Insieme all’arbitro Orsato, che ha diretto la semifinale Argentina-Croazia, Cheddira è stato l’italiano ad andare più avanti nel torneo:
«È un altro motivo di orgoglio per me. L’Italia è il Paese che ha accolto benissimo i miei genitori, il Paese dove sono nato e sono cresciuto: calcisticamente mi sento italiano. Se mi avesse chiamato Mancini? Il mio percorso è partito dal basso, dalle serie minori, non c’è mai stata l’occasione nemmeno nelle nazionali giovanili. E se ci fosse stata non avrei potuto accettare: la mia famiglia è marocchina, così come la mia cultura. Il mio sogno era giocare per il Marocco. Le radici e la cultura sono più importanti del successo e non si devono mai scordare. I miei genitori erano molto emozionati e orgogliosi prima e durante questo Mondiale: ma io non lo vivo come un riscatto, non c’è nulla da riscattare, ma un percorso da godersi, che spero sia solo all’inizio. Mio padre ha giocato anche lui nei campionati minori in Marocco, poi ha deciso di trasferirsi in Italia per cercare fortuna.
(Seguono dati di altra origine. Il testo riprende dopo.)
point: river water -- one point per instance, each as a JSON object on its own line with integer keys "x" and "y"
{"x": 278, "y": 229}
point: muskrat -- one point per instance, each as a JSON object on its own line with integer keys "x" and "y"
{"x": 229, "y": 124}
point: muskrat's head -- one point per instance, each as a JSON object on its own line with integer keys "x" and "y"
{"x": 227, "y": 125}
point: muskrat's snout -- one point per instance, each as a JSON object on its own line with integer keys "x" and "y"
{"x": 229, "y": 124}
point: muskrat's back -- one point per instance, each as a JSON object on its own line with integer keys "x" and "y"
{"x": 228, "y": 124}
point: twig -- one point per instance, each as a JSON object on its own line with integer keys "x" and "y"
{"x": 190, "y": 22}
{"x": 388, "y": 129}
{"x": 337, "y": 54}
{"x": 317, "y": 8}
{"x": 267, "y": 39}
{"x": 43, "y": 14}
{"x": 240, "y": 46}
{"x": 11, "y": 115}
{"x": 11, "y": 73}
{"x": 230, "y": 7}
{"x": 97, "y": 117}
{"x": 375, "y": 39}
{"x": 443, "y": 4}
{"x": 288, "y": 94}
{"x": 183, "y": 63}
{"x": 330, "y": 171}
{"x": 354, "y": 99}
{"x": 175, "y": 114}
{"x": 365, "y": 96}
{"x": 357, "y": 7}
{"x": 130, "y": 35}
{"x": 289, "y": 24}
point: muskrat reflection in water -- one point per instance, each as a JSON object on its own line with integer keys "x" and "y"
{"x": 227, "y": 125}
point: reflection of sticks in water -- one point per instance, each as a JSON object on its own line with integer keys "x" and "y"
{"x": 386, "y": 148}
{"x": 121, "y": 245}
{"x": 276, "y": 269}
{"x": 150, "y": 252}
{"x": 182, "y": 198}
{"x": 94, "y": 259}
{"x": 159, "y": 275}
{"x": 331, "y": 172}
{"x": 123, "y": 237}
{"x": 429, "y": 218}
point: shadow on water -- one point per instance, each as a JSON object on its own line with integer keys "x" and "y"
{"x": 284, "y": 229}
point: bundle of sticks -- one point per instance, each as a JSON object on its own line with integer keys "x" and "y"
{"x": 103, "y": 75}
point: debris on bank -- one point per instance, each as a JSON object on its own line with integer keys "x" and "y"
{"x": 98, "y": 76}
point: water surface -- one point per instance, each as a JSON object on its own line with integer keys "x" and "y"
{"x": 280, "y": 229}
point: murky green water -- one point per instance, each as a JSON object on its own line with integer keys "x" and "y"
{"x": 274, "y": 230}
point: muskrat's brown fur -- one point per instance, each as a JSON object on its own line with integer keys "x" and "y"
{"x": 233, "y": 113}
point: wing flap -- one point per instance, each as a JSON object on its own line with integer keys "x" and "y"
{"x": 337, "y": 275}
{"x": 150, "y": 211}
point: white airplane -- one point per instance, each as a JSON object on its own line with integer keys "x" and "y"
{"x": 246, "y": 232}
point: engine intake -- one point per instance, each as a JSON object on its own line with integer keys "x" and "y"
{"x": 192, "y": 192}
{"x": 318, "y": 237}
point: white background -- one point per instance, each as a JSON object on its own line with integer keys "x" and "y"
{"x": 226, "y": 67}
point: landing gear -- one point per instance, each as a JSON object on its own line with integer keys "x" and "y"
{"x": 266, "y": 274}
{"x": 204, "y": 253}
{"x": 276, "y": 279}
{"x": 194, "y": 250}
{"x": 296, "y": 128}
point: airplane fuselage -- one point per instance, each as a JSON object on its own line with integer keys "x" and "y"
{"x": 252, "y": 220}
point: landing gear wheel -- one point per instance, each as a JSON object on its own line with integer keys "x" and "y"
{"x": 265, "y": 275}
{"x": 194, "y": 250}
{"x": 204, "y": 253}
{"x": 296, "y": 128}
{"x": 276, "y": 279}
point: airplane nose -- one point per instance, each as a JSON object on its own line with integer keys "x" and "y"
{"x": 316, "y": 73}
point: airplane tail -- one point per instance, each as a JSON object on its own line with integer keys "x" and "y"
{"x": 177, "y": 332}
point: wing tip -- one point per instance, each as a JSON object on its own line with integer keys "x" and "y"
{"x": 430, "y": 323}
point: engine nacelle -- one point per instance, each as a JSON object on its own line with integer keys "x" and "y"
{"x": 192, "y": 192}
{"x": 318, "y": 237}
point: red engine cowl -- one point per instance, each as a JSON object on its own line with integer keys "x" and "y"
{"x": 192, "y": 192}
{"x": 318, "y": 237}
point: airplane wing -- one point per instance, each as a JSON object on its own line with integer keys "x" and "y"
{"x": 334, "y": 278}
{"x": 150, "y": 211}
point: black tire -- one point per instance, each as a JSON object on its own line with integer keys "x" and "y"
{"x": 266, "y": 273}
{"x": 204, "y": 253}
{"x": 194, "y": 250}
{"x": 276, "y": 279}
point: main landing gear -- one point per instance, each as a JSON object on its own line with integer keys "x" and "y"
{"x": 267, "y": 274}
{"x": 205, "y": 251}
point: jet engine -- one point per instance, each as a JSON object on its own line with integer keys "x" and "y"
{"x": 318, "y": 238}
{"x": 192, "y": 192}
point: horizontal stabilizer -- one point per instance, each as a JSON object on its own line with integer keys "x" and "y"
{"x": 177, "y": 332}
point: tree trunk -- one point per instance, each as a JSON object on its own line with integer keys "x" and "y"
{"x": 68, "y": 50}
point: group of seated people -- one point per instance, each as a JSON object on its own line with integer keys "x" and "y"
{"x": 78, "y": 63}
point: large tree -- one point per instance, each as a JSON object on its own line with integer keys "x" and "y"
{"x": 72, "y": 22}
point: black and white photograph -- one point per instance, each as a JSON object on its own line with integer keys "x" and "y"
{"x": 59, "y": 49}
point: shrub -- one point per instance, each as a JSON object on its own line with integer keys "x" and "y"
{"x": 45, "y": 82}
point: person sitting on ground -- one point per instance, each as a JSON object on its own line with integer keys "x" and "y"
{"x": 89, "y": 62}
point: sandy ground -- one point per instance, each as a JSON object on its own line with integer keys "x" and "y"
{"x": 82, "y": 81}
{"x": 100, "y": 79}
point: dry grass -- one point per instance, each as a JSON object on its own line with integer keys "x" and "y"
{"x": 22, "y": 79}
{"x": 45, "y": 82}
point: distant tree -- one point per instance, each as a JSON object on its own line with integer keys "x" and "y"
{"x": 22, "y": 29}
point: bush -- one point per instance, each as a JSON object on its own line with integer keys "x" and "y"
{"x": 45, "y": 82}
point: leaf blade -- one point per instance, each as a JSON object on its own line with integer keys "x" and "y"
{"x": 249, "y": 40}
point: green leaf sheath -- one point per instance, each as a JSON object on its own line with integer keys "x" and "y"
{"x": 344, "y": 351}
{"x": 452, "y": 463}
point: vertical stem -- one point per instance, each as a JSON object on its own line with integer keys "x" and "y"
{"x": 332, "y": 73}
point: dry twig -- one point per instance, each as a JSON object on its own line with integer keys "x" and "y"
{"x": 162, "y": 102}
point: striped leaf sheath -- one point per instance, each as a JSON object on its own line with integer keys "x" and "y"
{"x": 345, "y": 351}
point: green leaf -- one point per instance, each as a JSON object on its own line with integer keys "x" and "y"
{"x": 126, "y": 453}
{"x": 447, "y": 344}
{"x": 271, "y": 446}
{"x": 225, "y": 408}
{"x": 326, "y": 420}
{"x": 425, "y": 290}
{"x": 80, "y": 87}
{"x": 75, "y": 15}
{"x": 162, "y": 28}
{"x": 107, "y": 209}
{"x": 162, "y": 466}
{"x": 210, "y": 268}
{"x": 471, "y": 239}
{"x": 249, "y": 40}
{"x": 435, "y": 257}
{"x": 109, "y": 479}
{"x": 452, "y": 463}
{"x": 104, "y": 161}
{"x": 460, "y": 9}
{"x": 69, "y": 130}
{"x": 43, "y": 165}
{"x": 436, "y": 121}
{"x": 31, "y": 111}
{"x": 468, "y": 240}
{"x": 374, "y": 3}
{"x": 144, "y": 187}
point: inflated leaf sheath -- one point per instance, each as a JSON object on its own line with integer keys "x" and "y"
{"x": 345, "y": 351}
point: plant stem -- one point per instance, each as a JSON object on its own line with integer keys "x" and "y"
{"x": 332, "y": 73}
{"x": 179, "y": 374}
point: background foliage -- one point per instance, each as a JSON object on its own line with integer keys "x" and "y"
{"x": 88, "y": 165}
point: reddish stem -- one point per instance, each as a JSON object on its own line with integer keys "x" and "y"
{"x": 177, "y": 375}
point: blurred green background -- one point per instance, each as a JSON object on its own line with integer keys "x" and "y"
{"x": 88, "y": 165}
A Loreto ha trovato lavoro come operaio, ora per fortuna può riposarsi un po’…».
A Cheddira viene chiesto se ha mai subito episodi di razzismo, in Italia.
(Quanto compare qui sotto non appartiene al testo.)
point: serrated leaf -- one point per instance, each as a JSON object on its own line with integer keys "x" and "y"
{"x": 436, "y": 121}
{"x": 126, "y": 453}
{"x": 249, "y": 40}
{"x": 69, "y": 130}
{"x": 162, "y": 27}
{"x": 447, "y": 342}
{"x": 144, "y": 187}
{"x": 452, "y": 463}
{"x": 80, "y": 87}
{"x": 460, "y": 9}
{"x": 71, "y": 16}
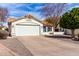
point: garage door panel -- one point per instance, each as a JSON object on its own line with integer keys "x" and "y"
{"x": 27, "y": 30}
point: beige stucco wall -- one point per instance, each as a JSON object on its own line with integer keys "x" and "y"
{"x": 69, "y": 31}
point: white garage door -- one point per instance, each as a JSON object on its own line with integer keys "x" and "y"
{"x": 27, "y": 30}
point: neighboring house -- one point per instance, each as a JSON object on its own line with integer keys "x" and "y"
{"x": 28, "y": 26}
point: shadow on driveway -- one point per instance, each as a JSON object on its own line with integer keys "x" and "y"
{"x": 16, "y": 46}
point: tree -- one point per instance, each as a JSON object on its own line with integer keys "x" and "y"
{"x": 53, "y": 11}
{"x": 3, "y": 15}
{"x": 70, "y": 20}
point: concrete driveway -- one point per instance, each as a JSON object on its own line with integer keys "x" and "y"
{"x": 44, "y": 46}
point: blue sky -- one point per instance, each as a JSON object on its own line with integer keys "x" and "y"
{"x": 20, "y": 9}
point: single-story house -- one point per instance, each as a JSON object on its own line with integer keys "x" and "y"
{"x": 28, "y": 26}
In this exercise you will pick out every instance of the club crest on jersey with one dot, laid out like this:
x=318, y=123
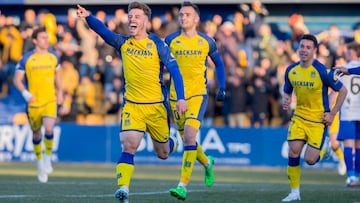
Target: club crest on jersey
x=200, y=42
x=149, y=45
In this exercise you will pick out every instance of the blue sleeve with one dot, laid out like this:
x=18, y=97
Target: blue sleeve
x=219, y=64
x=333, y=81
x=288, y=89
x=109, y=37
x=170, y=62
x=355, y=71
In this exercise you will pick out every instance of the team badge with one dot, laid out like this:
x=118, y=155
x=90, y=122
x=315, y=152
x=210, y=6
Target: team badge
x=149, y=45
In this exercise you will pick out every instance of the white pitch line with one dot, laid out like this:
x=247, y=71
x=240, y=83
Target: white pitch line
x=87, y=196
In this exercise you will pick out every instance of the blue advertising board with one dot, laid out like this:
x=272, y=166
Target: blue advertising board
x=101, y=144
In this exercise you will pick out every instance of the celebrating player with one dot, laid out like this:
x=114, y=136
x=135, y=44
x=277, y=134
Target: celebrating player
x=42, y=92
x=191, y=49
x=145, y=107
x=349, y=131
x=310, y=81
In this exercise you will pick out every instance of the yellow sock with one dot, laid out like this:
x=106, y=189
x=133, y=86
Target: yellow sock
x=124, y=169
x=124, y=172
x=48, y=143
x=37, y=149
x=294, y=176
x=339, y=153
x=188, y=162
x=182, y=134
x=201, y=156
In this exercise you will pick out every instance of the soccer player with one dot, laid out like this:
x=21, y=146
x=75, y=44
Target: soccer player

«Noi ci siamo integrati perfettamente. Per i miei sicuramente all’inizio non è stato semplice in un nuovo Paese, ma quando le persone sono determinate e fanno di tutto per il bene della loro famiglia, allora si trovano a loro agio. Io sono italiano fin dalla nascita, ho sempre giocato a calcio, come mio fratello Mohamed, più piccolo di cinque anni che ora è alla Sangiustese e fa l’attaccante come me. Ho sempre sognato di diventare professionista, anche quando sembrava un obiettivo lontano. Ma non ho mai trascurato lo studio: mi piaceva, ho preso il diploma al Linguistico e parlo italiano, arabo, inglese e francese. Il razzismo? Per fortuna non l’ho mai vissuto. Loreto poi è un paese, ci conosciamo tutti, e tutti si rispettano tra di loro».